GO ( is an international classification system for standardized gene functions, offering a controlled vocabulary and a strictly defined conceptualization for comprehensively describing the properties of genes and their products within any organism. The three main, independent GO categories are biological processes, molecular functions, and cellular components. With NR annotation, we used the Blast2GO (version 2.3.5) ( Program [25] to obtain GO annotations and were able to map 15,145 (25.59%) unigenes to GO terms. Because a transcript sometimes had multiple terms, 15,145 of our unigenes could be summarized into the three main GO categories and then into 44 sub-categories. Of these, 10,562 (69.74%) comprised the largest category, molecular function, followed by cellular component (10,318, 68.13%) and biological process (8,721, 57.58%) (Figure 2B). Within the biological process group, the great majority was related to metabolic process (GO: 0008152, 70.85%) and cellular processes (GO: 0009987, 66.19%). Within cellular component, the largest proportion were assigned to cells (GO: 0005623, 98.73%), cell parts (GO: 0044464, 89.19%), and organelles (GO: 0043226, 70.01%). Approximately 70.85%, of those for cellular components pertained to catalytic activity (GO: 0003824), followed by binding (GO: 0005488, 63.42%).

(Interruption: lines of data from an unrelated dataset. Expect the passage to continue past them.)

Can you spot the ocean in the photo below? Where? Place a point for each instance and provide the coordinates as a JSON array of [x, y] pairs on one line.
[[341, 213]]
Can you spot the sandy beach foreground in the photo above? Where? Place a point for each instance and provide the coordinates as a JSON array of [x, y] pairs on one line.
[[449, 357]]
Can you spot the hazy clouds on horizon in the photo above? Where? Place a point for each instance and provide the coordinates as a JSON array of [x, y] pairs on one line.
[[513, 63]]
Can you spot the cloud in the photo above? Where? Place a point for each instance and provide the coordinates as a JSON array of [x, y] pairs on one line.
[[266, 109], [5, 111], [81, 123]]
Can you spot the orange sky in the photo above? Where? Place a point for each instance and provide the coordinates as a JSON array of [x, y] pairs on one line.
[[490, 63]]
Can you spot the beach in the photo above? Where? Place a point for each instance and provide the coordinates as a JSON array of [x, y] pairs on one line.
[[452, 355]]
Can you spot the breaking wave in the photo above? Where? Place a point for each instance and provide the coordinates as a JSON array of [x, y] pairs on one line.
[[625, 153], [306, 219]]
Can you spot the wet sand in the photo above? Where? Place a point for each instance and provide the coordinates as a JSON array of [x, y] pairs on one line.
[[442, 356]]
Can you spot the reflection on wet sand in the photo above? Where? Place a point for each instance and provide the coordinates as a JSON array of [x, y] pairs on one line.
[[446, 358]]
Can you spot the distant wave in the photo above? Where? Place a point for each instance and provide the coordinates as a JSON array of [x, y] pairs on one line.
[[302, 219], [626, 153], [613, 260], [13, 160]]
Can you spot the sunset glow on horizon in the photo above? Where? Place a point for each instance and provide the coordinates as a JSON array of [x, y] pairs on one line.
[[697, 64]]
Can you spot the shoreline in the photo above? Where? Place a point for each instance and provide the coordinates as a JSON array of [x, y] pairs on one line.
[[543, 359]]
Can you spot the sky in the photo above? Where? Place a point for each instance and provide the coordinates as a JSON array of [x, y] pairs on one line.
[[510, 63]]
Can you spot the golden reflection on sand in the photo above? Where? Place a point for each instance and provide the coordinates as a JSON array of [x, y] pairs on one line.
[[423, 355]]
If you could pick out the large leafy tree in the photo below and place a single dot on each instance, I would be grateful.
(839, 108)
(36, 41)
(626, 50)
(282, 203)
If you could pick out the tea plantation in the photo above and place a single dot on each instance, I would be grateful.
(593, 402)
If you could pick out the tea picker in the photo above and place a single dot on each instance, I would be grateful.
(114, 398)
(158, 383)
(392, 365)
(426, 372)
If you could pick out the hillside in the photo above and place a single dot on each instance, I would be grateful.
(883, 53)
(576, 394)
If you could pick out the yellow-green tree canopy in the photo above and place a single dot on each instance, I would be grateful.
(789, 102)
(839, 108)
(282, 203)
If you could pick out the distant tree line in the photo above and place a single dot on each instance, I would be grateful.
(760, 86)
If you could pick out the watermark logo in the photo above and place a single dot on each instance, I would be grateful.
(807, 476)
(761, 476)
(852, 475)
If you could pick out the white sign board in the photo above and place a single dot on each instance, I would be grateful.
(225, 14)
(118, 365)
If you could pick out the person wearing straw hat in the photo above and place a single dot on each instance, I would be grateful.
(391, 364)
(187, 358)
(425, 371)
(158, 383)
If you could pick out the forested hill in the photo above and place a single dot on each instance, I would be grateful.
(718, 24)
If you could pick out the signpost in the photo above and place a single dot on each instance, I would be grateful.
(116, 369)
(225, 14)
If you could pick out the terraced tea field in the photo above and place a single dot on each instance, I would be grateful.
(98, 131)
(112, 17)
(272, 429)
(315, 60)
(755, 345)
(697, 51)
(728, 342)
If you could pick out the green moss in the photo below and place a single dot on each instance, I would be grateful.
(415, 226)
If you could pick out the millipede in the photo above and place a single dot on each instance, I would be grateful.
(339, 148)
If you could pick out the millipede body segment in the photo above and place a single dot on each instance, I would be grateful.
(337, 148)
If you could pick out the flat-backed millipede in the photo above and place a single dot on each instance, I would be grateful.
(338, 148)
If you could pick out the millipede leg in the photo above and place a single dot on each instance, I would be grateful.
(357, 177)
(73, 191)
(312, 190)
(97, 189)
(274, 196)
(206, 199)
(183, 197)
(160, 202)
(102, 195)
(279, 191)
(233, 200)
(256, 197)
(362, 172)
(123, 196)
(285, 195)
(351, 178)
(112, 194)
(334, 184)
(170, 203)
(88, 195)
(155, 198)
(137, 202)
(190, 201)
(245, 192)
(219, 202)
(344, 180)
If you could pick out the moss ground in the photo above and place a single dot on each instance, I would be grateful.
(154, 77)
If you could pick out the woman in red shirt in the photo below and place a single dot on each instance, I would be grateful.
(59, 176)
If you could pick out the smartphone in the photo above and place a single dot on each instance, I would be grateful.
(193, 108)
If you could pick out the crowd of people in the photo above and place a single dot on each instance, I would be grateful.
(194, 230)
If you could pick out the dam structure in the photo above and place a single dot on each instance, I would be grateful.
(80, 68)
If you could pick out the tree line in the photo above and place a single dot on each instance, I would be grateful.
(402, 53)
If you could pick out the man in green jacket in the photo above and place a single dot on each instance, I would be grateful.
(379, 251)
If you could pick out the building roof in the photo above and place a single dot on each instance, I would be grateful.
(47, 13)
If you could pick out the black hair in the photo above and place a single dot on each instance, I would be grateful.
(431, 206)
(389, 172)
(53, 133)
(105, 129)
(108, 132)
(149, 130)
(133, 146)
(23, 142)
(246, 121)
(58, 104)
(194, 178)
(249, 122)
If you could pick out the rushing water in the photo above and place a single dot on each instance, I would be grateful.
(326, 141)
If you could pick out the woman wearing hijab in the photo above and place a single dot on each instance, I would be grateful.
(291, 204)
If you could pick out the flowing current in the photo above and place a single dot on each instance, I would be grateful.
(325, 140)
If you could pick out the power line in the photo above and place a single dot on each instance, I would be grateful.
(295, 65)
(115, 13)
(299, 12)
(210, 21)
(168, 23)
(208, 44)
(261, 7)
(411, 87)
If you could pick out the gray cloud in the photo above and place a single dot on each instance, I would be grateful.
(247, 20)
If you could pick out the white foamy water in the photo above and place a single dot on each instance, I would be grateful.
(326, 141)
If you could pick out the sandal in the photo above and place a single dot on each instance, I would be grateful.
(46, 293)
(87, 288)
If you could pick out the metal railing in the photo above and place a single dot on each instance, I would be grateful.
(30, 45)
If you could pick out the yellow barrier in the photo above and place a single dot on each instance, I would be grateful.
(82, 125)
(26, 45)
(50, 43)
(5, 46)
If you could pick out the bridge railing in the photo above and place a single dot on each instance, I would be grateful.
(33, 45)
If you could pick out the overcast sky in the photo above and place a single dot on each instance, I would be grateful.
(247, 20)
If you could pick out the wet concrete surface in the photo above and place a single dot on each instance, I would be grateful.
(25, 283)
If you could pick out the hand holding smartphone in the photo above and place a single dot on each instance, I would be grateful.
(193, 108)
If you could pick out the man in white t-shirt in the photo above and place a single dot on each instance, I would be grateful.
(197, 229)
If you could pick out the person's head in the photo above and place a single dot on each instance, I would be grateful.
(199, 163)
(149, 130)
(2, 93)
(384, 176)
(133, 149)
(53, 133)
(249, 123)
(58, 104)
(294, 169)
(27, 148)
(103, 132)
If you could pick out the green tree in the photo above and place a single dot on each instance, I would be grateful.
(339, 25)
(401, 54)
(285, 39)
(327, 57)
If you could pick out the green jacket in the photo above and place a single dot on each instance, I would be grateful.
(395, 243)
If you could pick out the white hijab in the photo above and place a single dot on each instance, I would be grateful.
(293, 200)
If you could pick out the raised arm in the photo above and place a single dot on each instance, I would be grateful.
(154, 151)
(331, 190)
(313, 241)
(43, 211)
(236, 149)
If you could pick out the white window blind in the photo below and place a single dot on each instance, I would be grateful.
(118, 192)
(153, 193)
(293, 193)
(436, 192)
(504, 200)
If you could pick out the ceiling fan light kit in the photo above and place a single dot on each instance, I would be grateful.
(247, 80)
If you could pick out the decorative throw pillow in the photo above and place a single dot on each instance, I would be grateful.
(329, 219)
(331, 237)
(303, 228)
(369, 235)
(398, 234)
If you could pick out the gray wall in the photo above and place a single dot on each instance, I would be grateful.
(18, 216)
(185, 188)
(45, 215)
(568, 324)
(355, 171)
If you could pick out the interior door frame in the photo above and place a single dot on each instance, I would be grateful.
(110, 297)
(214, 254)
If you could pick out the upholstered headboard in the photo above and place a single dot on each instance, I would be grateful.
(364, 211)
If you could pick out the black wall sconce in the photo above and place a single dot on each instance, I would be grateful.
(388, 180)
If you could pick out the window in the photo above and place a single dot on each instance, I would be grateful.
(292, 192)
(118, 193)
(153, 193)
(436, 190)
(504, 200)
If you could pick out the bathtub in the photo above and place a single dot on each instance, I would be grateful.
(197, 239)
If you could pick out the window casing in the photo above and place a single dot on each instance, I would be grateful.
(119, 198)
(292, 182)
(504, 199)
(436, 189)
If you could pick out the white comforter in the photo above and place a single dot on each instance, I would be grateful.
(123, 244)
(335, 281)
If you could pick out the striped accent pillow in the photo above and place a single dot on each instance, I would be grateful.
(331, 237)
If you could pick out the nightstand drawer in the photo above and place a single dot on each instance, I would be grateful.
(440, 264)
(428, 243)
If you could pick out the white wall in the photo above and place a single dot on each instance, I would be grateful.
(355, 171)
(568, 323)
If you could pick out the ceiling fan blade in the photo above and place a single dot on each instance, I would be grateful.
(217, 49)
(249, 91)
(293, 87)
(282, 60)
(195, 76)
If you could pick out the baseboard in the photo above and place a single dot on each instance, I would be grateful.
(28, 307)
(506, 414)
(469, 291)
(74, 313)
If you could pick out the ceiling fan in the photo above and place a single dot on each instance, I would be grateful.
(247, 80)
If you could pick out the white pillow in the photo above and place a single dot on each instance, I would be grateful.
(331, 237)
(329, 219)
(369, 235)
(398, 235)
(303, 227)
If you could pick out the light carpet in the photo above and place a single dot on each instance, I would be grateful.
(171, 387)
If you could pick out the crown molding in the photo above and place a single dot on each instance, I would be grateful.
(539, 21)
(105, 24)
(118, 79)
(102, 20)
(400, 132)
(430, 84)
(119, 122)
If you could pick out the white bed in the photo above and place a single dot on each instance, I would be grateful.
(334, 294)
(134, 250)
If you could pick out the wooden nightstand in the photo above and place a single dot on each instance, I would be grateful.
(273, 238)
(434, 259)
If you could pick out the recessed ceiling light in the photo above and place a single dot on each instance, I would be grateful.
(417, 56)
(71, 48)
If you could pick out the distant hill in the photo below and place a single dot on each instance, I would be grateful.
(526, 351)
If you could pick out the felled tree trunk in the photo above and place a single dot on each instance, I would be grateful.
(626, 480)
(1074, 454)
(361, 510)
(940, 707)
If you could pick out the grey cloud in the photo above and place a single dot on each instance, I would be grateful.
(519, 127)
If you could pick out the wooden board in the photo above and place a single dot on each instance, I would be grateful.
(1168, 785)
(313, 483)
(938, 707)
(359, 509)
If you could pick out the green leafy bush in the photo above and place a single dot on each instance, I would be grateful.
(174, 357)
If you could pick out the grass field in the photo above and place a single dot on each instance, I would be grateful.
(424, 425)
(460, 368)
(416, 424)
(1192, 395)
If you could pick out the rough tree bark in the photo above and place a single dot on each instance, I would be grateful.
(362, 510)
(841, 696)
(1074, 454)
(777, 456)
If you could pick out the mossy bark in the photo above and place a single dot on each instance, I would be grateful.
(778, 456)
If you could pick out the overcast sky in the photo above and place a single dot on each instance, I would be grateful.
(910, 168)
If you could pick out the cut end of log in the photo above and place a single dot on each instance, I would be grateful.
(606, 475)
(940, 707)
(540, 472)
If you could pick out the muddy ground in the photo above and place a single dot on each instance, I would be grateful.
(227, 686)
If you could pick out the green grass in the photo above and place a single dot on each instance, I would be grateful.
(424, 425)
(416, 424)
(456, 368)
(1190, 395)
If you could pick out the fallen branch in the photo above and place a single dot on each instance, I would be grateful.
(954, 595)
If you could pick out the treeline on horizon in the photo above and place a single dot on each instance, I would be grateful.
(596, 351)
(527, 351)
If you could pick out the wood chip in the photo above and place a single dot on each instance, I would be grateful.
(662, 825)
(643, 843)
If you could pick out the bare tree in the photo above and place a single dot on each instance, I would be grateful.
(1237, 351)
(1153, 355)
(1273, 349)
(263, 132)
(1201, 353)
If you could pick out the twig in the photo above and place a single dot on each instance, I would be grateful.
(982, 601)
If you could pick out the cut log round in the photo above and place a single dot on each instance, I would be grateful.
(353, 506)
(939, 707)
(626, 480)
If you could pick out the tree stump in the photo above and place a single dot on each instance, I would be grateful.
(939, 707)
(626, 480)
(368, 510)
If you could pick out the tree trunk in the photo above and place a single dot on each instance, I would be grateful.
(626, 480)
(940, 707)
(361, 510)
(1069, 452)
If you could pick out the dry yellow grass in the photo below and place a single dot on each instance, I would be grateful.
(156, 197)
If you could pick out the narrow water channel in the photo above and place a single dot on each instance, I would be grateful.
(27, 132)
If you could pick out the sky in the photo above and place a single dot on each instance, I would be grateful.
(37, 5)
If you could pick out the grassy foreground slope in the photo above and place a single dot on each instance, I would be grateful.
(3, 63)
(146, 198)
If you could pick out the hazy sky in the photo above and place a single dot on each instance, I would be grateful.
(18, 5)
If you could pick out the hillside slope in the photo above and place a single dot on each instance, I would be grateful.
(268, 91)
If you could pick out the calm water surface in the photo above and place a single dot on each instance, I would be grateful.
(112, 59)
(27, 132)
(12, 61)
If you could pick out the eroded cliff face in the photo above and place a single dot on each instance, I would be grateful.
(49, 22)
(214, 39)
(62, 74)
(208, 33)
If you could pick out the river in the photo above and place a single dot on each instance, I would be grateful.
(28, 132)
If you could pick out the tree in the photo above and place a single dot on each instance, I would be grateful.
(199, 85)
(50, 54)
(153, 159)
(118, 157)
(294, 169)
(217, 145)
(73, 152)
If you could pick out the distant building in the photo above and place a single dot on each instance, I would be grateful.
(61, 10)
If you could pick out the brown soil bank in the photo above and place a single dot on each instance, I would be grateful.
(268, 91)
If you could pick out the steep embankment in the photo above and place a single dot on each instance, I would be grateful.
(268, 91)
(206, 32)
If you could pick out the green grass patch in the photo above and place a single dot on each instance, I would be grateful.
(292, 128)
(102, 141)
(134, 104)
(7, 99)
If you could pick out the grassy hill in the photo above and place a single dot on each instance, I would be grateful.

Using the KEGG ( database, we mapped 20,548 unigenes to 121 pathways. Among them, 4,148 were involved in metabolic pathways. Another 2,359, related to secondary metabolism, were mapped to 35 pathways (Figure 3). For example, the “Purine metabolism pathway” (ID: ko00230) and “phenylpropanoid biosynthesis pathway” (ID: ko00940) were the largest groups, containing 397 unigenes. The latter is the upstream pathway for flavonoid biosynthesis. We also found 242 and 115 unigenes in the “flavonoid biosynthesis pathway” (ID: ko00941) and “flavone and flavonol biosynthesis pathway” (ID: ko0094), respectively.

Figure 3. Unigenes from Hypericum perforatum related to secondary metabolic pathways.

Genes Related to Major Secondary Metabolism

Biosynthesis of hypericin begins with the condensation of one molecule of acetyl-CoA with seven molecules of malonyl-CoA. The octaketide chain that forms subsequently undergoes cyclization and decarboxylation, leading to the formation of emodin anthrone (Figure 4A) [7]. For hypericin biosynthesis, Hyp-1 (Hypericum perforatum phenolic oxidative coupling protein) plays an important role in catalyzing that condensation reaction from emodin to hypericin [16]. Our annotated databases revealed 12 unigenes homologous to Hyp-1 (Table 3).

Figure 4. Putative biosynthesis pathways for hypericin (A), hyperforin (B), and melatonin (C) in Hypericum perforatum.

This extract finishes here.